Auf der eins ein alter Bekannter, der in der NSU Rennszene schon alles abgeräumt hat was man so abräumen kann! Der ehemalige Slalommeister Wieland Koch brachte seinen bekannt schnellen weißen TT an den Start und ging das Geschehen hier ordentlich an. Mit 80.29 im zweiten Lauf hätte er auch in der Klasse der verbesserten Tourenwagen sehr gut ausgesehen, in der Heck-Mo blieb ihm aber der Sieg und so konnte Wieland einen weiteren Pokal mit nach Haus in seine ansehnliche Sammlung nehmen!
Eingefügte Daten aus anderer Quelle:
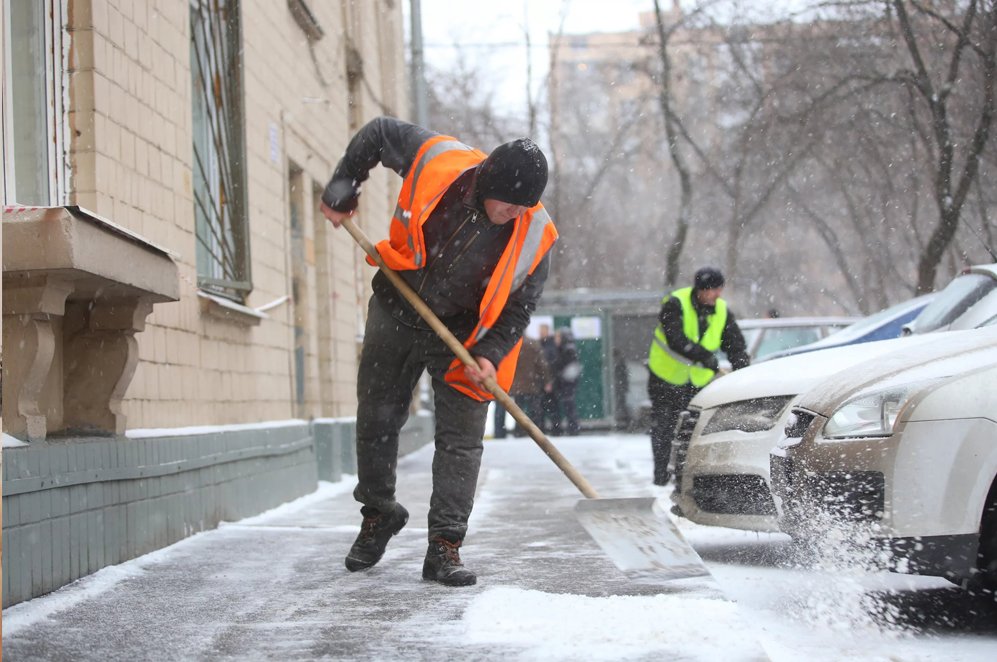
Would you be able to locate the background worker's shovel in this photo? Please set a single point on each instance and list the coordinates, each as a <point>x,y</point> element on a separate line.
<point>640,539</point>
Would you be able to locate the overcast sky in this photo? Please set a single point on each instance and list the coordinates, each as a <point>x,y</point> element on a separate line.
<point>492,34</point>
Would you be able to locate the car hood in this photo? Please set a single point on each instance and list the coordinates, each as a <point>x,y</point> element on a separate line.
<point>797,374</point>
<point>949,353</point>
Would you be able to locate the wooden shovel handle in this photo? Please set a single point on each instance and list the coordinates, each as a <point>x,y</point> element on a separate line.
<point>465,357</point>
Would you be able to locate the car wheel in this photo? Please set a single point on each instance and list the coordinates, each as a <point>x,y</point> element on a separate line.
<point>987,555</point>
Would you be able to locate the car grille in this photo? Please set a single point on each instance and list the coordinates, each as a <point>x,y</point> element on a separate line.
<point>850,495</point>
<point>733,494</point>
<point>680,446</point>
<point>798,423</point>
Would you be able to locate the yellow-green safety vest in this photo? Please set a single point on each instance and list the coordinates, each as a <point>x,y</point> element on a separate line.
<point>675,368</point>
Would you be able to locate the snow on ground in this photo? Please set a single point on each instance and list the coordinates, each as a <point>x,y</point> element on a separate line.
<point>794,607</point>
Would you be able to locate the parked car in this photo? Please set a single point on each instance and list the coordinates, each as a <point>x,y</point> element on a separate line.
<point>884,325</point>
<point>765,336</point>
<point>722,444</point>
<point>722,467</point>
<point>905,448</point>
<point>762,336</point>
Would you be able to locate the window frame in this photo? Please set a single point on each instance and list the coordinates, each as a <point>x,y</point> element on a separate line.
<point>222,243</point>
<point>55,45</point>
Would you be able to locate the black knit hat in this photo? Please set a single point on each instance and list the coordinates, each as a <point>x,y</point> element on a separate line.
<point>708,278</point>
<point>515,172</point>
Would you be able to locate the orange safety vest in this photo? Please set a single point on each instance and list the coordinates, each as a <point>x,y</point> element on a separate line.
<point>438,163</point>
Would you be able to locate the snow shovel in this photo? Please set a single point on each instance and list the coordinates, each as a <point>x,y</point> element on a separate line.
<point>638,537</point>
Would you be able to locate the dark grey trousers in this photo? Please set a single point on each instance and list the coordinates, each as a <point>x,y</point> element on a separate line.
<point>667,402</point>
<point>393,358</point>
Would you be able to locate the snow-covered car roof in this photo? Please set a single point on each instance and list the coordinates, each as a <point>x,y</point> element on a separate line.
<point>947,354</point>
<point>793,375</point>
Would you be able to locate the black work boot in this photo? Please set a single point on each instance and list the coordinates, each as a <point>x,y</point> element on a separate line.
<point>375,532</point>
<point>443,564</point>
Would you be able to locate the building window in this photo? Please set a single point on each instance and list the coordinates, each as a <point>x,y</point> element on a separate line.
<point>219,150</point>
<point>33,119</point>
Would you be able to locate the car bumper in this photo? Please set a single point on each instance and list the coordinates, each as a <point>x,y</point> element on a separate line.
<point>723,479</point>
<point>919,497</point>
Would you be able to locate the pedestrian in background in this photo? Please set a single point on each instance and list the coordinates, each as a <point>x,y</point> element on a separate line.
<point>470,235</point>
<point>693,324</point>
<point>567,372</point>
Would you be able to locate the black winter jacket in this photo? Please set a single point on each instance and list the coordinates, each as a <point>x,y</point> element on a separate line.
<point>462,245</point>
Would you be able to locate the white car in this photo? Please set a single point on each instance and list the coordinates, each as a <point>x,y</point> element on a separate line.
<point>902,452</point>
<point>721,450</point>
<point>722,466</point>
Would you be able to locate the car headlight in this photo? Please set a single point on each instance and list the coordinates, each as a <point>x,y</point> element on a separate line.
<point>871,414</point>
<point>747,415</point>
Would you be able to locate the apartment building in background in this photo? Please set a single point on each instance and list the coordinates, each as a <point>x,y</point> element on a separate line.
<point>180,324</point>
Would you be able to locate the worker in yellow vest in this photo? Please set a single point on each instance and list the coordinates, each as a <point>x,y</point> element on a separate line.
<point>693,324</point>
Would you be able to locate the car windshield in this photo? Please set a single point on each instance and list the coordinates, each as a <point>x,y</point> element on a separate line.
<point>873,321</point>
<point>776,340</point>
<point>953,301</point>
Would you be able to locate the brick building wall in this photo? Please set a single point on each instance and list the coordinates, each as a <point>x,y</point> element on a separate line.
<point>131,160</point>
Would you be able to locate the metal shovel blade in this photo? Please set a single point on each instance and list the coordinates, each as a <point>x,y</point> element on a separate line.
<point>640,539</point>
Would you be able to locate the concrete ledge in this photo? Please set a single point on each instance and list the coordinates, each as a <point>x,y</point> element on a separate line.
<point>73,507</point>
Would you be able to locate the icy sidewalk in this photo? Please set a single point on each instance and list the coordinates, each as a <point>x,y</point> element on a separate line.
<point>273,587</point>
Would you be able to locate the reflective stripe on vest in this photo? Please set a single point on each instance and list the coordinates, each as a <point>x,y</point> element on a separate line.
<point>439,162</point>
<point>675,368</point>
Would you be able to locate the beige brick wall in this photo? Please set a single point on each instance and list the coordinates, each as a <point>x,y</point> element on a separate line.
<point>131,157</point>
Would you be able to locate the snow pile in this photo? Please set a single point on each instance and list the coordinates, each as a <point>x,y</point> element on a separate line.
<point>850,555</point>
<point>545,626</point>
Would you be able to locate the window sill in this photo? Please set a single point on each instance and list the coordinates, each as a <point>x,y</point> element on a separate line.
<point>230,311</point>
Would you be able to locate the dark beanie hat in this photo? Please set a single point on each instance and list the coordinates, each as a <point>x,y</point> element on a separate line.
<point>515,172</point>
<point>708,278</point>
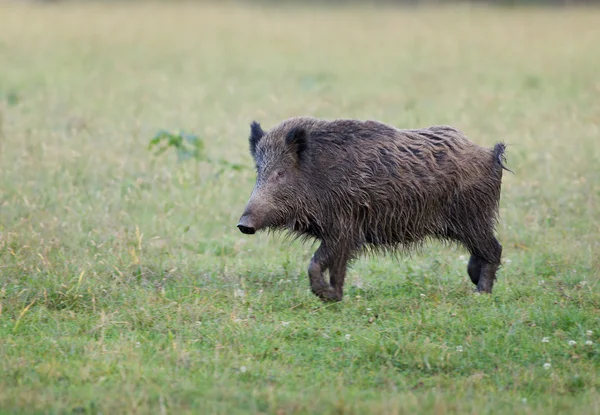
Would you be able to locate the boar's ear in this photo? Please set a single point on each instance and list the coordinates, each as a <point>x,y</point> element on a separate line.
<point>297,139</point>
<point>256,133</point>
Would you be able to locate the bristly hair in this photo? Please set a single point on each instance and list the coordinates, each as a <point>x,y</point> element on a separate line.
<point>256,133</point>
<point>499,150</point>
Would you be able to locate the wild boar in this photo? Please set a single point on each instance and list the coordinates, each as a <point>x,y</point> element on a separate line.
<point>364,186</point>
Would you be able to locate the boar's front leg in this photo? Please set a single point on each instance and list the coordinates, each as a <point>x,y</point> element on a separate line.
<point>321,261</point>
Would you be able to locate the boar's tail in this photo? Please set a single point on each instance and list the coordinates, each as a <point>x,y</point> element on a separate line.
<point>499,149</point>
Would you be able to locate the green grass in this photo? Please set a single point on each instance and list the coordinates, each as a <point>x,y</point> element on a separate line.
<point>126,288</point>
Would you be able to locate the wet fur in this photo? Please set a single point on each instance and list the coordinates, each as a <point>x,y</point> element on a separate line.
<point>366,187</point>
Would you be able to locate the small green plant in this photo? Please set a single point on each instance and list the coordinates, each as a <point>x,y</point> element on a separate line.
<point>187,146</point>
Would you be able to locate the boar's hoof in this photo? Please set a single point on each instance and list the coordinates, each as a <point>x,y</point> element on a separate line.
<point>327,294</point>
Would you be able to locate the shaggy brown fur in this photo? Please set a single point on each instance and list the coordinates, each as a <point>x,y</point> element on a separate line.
<point>363,186</point>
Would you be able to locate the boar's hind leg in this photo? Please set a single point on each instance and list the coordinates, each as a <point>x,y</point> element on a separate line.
<point>483,264</point>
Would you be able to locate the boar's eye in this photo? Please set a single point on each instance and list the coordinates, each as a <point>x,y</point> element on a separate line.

Mit Dieter Gerber überlegten wir schon für 2017 ein NSU Sonderlauf genau in der Mitte Deutschlands nähe Frankfurt aufzuziehen. In einer reinen NSU Klasse eventuell aufgeteilt in Straßen und Rennautos könnte man ein regelrechtes NSU Festival aufziehen, wo Fans und Rennfahrer ein Sehens und Hörenswertes Wochenende miteinander verbringen könnten. Wichtig für so ein Wochenende, möglichst keine Meisterschaftsläufe in den jeweiligen Kategorien Slalom, Berg oder Rundstrecke! Ob so etwas gelingt und sich ein geeignetes Terrain finden lässt wird sich über den Winter zeigen, schön wäre es allemal!